I am having trouble understanding what the work item constraints mean. I am using pyopencl
and looking at the max_work_item_sizes
it gives what I assumed was the max number of global work threads for each dimension.
import pyopencl as cl
import numpy as np
ctx = cl.create_some_context()
queue = cl.CommandQueue(ctx)
queue.device.max_work_item_sizes # [1024, 1024, 64]
I could simulate the np.arange
function by the following:
prg = cl.Program(ctx, """
__kernel void arange(__global int *res_g)
{
int gid = get_global_id(0);
res_g[gid] = gid;
}
""").build()
res_g = cl.Buffer(ctx, cl.mem_flags.READ_WRITE, 4 * 4096)
prg.arange(queue, [4096], None, res_g)
# transfer back to cpu
res_np = np.empty(4096).astype(np.int32)
cl.enqueue_copy(queue, res_np, res_g)
assert (res_np == np.arange(4096)).all() # this is true
How is it possible to specify more than 1024 work items for the first dimension? What does the max_work_item_sizes
mean?
Another question related to this is if it is beneficial to use as many work dimensions as possible? As I understand it possible to use 3 dimensions at most. A way of simulating np.arange
by using 2 work item dimensions could be done by the following:
prg = cl.Program(ctx, """
__kernel void arange(__global int *res_g)
{
int gid = get_global_id(0) * get_global_id(1);
barrier(CLK_GLOBAL_MEM_FENCE);
res_g[gid] = gid;
}
""").build()
res_g = cl.Buffer(ctx, cl.mem_flags.READ_WRITE, 4 * 4096)
prg.arange(queue, [64, 64], [1,1], res_g)
# transfer back to cpu
res_np = np.empty(4096).astype(np.int32)
cl.enqueue_copy(queue, res_np, res_g)
assert (res_np == np.arange(4096)).all()
For some reason the assertion is not always true
But my question is, when processing a large array, is it better to make use of all 3 work_item_dimensions
? Or is it better to treat the array as a 1d contiguous array and only use get_global_id(0)
?
How is it possible to specify more than 1024 work items for the first dimension? What does the max_work_item_sizes mean?
max_work_item_sizes
returns maximum number of work items per work group in each dimension.
By passing None
as third argument:
prg.arange(queue, [4096], None, res_g)
^^^^
implementation is being asked to select the best work group size. Checking work group size can be done this way, for example:
res_g[gid] = get_local_size(0);
In my system max_work_item_sizes=[4096, 4096, 4096]

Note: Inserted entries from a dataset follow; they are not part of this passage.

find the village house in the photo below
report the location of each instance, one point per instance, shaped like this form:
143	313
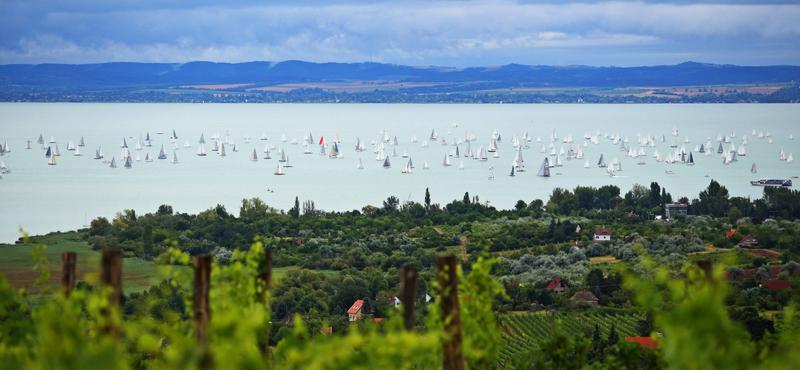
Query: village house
602	234
748	241
584	296
354	313
557	285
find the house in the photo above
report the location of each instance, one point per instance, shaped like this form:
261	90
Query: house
775	285
643	341
748	241
584	296
602	234
557	285
673	209
354	313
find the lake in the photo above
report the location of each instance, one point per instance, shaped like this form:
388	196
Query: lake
40	198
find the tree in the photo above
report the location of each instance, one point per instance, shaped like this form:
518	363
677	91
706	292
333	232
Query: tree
147	239
790	267
164	210
309	209
390	204
763	272
295	211
427	199
735	272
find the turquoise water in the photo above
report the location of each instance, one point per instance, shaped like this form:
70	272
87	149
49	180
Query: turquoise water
42	198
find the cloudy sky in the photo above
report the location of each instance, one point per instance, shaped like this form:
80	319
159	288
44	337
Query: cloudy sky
441	32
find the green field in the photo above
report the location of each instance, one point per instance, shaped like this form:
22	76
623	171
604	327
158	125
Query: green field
523	331
16	264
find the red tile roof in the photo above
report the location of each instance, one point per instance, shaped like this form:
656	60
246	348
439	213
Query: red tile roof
643	341
553	284
356	307
775	284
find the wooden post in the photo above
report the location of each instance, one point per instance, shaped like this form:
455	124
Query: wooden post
111	274
68	260
265	279
408	294
448	285
202	275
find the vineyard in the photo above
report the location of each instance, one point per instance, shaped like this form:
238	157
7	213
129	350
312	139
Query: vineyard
523	332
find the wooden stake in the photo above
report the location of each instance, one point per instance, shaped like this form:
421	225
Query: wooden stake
265	279
408	294
202	275
68	260
448	285
111	274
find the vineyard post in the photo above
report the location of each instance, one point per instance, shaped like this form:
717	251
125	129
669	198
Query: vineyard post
111	276
408	294
202	274
68	260
448	285
265	279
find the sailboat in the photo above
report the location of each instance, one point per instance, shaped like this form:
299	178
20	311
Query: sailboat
601	163
544	171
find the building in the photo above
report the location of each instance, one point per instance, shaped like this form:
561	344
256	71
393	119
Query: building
354	313
776	285
643	341
748	241
557	285
602	234
674	209
584	296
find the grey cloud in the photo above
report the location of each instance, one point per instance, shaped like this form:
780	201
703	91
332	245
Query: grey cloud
458	33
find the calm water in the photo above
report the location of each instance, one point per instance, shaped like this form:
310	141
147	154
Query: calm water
41	198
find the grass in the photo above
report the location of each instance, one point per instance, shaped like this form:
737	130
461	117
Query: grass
16	264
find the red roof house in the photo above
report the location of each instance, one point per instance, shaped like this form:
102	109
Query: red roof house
355	310
775	284
643	341
557	285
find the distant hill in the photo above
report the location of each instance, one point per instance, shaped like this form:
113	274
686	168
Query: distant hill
55	77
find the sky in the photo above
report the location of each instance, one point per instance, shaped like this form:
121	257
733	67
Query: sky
451	33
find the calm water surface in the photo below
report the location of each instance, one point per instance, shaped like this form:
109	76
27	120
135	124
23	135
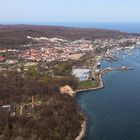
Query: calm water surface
113	113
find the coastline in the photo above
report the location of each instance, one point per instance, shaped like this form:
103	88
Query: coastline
82	132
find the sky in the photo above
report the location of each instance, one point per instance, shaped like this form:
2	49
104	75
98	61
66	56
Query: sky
50	11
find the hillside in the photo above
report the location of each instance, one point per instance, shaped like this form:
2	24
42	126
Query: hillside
17	34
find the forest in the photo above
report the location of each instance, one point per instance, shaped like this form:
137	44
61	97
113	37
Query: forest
58	118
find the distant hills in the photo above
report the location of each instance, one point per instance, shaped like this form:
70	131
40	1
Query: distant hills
17	34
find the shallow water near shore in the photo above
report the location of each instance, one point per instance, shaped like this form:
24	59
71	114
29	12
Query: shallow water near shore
113	112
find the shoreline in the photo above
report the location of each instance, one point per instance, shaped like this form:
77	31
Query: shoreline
82	132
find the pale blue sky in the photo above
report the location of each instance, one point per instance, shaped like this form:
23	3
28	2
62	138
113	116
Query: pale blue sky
43	11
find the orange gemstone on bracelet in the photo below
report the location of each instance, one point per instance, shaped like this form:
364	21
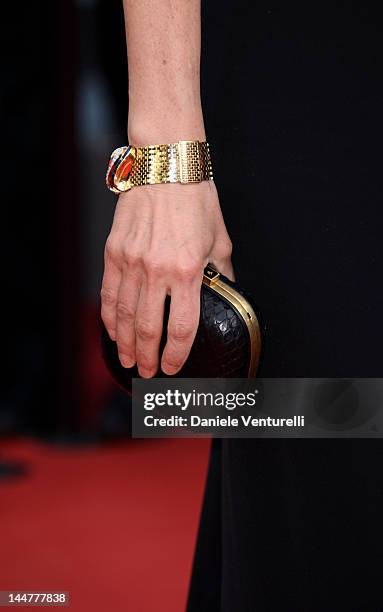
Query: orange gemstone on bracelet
124	168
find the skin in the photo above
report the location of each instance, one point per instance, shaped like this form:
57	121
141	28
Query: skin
162	236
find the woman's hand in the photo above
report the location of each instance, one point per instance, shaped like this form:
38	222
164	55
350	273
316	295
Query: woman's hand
161	239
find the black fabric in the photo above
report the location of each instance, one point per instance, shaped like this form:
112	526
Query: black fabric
293	105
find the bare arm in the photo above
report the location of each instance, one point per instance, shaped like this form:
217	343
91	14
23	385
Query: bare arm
163	39
162	235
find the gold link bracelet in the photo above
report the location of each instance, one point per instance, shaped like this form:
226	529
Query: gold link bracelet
186	161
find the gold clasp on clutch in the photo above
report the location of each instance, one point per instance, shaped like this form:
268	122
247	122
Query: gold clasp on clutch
210	275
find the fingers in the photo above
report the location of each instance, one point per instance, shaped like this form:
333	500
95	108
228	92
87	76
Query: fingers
126	309
183	324
149	325
109	292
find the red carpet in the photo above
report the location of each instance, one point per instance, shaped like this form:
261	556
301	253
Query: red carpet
114	525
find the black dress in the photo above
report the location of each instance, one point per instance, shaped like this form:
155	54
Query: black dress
293	106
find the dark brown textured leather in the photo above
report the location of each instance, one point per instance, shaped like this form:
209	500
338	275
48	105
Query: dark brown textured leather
221	348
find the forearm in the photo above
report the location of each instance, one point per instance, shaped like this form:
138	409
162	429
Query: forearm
163	42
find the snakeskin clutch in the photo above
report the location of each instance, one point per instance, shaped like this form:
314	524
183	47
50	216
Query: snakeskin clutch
228	339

and the value returned by get_local_size(0)
is 1024 which means that implementation decided that work group size is 1024 items and 4096 / 1024 gives us 4 work groups scheduled.
Specifying work group size, for example to 256 work items:
prg.arange(queue, [4096], [256], res_g)
will schedule 4 times more work groups.
Another question related to this is if it is beneficial to use as many work dimensions as possible? As I understand it possible to use 3 dimensions at most.
and
But my question is, when processing a large array, is it better to make use of all 3 work_item_dimensions? Or is it better to treat the array as a 1d contiguous array and only use get_global_id(0)?
From my experience there is no difference whether it's one or more dimensions being used. So you do as it's more convenient for you.
For some reason the assertion is not always true
That's because there is a bug in your code. Calculating index should be:
int gid = get_global_id(0) * get_global_size(0) + get_global_id(1);